When I watched it again this year, I noticed a few things that bothered me.
- Rudolph the Red Nosed Reindeer – 1964
We all know the story. Rudolph is born with a birth defect and rather than cherish his son, Donner decides to hide the affliction. Eventually Rudolph’s honker is discovered and the other reindeer proceed to discriminate against him. They bullied and excluded him because he was different. Even Santa Claus was guilty here. This resonates tonight because my background TV program is the final episode of Nick News with Linda Ellerbe (don’t judge me). I just watched a segment on children who are different or have special needs.
One doe, Clarice, accepts Rudolph for who he is but it’s not enough to keep Rudolph from striking out with Hermie, an elf who’d rather be a dentist. They end up on the Island of Misfit Toys. Eventually, they make their way back to Christmastown and Rudolph’s affliction turns out to be just what everyone needs as the storm of the century threatens to cause the cancellation of Christmas. Santa asks Rudolph to guide his sleigh through the storm.

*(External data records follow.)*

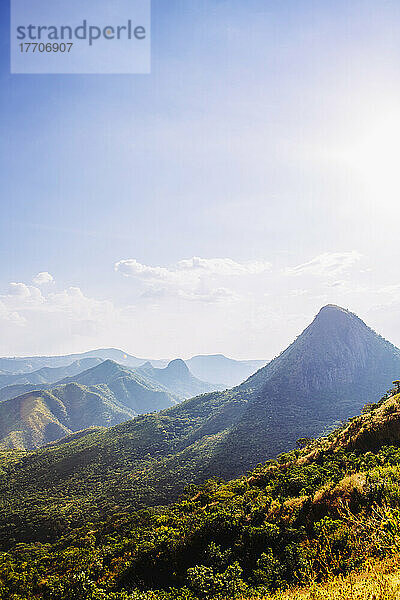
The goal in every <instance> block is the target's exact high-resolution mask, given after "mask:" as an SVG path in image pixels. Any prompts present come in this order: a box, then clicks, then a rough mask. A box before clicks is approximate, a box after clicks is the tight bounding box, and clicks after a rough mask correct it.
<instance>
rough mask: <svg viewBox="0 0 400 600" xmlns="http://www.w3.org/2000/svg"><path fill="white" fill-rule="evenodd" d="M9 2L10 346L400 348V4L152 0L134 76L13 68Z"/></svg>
mask: <svg viewBox="0 0 400 600" xmlns="http://www.w3.org/2000/svg"><path fill="white" fill-rule="evenodd" d="M1 11H2V12H1V37H0V39H1V57H0V60H1V63H0V103H1V105H0V108H1V111H0V118H1V131H2V136H1V141H0V144H1V152H0V156H1V169H2V194H1V218H0V257H1V259H0V325H1V327H2V330H3V335H2V336H1V340H0V354H3V355H10V354H11V355H13V354H18V355H23V354H36V353H64V352H69V351H71V352H72V351H80V350H86V349H89V348H92V347H98V346H110V345H111V346H119V347H123V348H125V349H126V350H127V351H129V352H131V353H133V354H136V355H141V356H152V357H173V356H184V357H186V356H189V355H191V354H195V353H199V352H202V353H203V352H204V353H205V352H209V353H214V352H223V353H225V354H227V355H231V356H237V357H243V358H244V357H254V358H264V357H265V358H269V357H271V356H273V355H274V354H276V353H277V352H278V351H279V350H281V349H282V348H283V347H284V346H285V345H286V344H287V343H289V342H290V341H291V340H292V339H293V337H294V336H295V335H296V334H297V333H298V332H299V330H301V329H302V327H304V326H305V325H306V324H307V323H308V321H309V320H310V319H311V318H312V317H313V315H314V314H315V313H316V312H317V311H318V309H319V307H320V306H321V305H323V304H326V303H328V302H335V303H338V304H341V305H344V306H346V307H348V308H350V309H352V310H354V311H356V312H358V313H359V314H360V316H361V317H363V318H364V319H365V320H366V321H367V322H368V323H370V324H371V325H373V326H374V327H375V328H376V329H378V330H379V331H380V332H382V333H383V334H384V335H385V336H386V337H388V338H390V339H391V340H393V341H394V342H396V343H397V344H400V316H399V315H400V313H399V302H398V300H397V296H398V290H399V289H400V281H399V280H398V278H397V276H396V271H397V269H396V262H397V258H398V253H399V250H398V242H397V238H398V234H397V229H398V228H397V227H396V222H397V217H398V216H400V215H399V213H400V209H399V202H398V194H399V192H400V183H399V180H398V175H397V171H398V167H397V160H396V157H398V155H399V150H400V148H399V145H400V144H399V139H400V135H399V134H400V108H399V107H400V103H399V97H400V85H399V81H400V80H399V75H400V45H399V42H398V31H399V29H400V27H399V26H400V5H399V4H398V2H391V1H387V2H377V1H376V0H375V1H374V2H370V1H363V2H357V1H354V2H348V1H346V2H344V1H340V0H339V1H330V0H327V1H325V2H317V1H314V2H312V1H307V0H296V1H295V0H292V1H290V0H289V1H287V2H285V3H282V2H277V1H268V0H267V1H266V0H263V1H261V0H250V1H249V2H246V3H243V2H239V1H236V0H221V1H218V0H214V1H197V0H195V1H193V2H183V1H180V2H178V1H174V0H172V1H168V2H166V1H165V0H164V1H161V0H160V1H156V0H153V4H152V14H153V23H152V74H151V75H137V76H135V75H130V76H117V75H113V76H106V75H98V76H96V75H91V76H84V75H77V76H71V75H64V76H62V75H60V76H57V75H48V76H47V75H40V76H34V75H10V73H9V50H8V39H9V31H8V27H9V26H8V22H9V15H8V12H7V7H5V6H4V5H3V6H2V8H1ZM198 257H199V258H200V259H201V260H196V258H198ZM38 273H49V274H50V275H51V279H50V278H49V277H48V276H41V277H39V278H37V277H36V276H37V274H38ZM35 278H36V282H40V283H35V281H34V279H35Z"/></svg>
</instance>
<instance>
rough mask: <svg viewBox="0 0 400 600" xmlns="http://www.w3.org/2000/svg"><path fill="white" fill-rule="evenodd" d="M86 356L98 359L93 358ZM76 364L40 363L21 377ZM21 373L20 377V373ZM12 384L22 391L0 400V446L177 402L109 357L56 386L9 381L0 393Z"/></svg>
mask: <svg viewBox="0 0 400 600" xmlns="http://www.w3.org/2000/svg"><path fill="white" fill-rule="evenodd" d="M86 360H89V361H91V362H92V361H93V360H95V362H96V363H97V359H86ZM72 367H74V368H72ZM77 367H79V365H78V366H77V365H76V364H75V363H74V365H71V366H70V367H68V368H64V367H58V368H54V369H50V368H45V369H41V370H40V371H36V372H35V373H31V374H28V375H27V376H26V377H27V378H28V379H29V377H30V378H31V379H33V380H35V379H43V378H44V375H45V374H46V377H54V376H55V373H54V372H57V373H58V374H60V373H64V374H65V373H66V372H74V370H76V368H77ZM49 371H50V372H51V373H50V375H49ZM38 374H40V377H39V375H38ZM15 377H17V376H15ZM21 377H22V379H21V381H24V378H25V376H21ZM38 387H39V388H45V389H38ZM17 390H18V391H24V392H25V393H22V394H21V395H18V396H16V397H11V398H9V399H8V400H4V401H3V402H0V449H8V448H20V449H28V450H29V449H33V448H38V447H40V446H43V445H45V444H47V443H49V442H52V441H54V440H59V439H61V438H63V437H66V436H68V435H69V434H70V433H72V432H76V431H79V430H81V429H85V428H88V427H92V426H97V427H99V426H101V427H111V426H113V425H116V424H118V423H122V422H124V421H126V420H128V419H131V418H132V417H134V416H135V415H137V414H140V413H143V412H148V411H152V410H160V409H162V408H166V407H168V406H172V405H174V404H176V402H177V399H176V397H175V396H173V395H172V394H171V393H170V392H168V390H167V389H166V388H164V387H163V386H161V385H160V384H157V383H156V382H153V381H150V380H148V379H145V378H144V377H143V376H141V375H139V374H137V373H135V372H134V371H132V370H131V369H128V368H126V367H122V366H121V365H118V364H117V363H114V362H112V361H105V362H103V363H101V364H98V365H97V364H96V366H95V367H93V368H90V369H88V370H86V371H83V372H81V373H74V375H71V376H69V377H66V378H64V379H62V380H61V381H60V382H59V383H58V384H57V385H56V387H50V386H49V385H48V384H34V383H30V384H24V383H14V384H13V385H11V386H8V387H6V388H3V390H0V397H1V392H5V393H6V397H8V396H9V395H10V394H9V392H11V394H12V391H17Z"/></svg>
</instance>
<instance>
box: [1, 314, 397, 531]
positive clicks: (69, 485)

So, the lesson here is we have no use for you if you’re different – make yourself useful and we have a place for you?!? The older I get, the more of a humanist I become. Politically, the more to the center I drift. Don’t read into that – I am no humanitarian. But you know what? We are all the same. We should all be treated equally. And you know what? I think that’s the overarching message here, it’s just a little ham-handed.
Don’t get me wrong. I love the show. I watch it every year. It wouldn’t be on this list if I didn’t. These elements just struck me as odd this year. The characters are endearing – Rudolph, Yukon Cornelius, Hermie, Clarice, even the Abominable Snowman. The music is wonderful and many of the songs have become beloved Christmas classics that stand on their own apart from the show.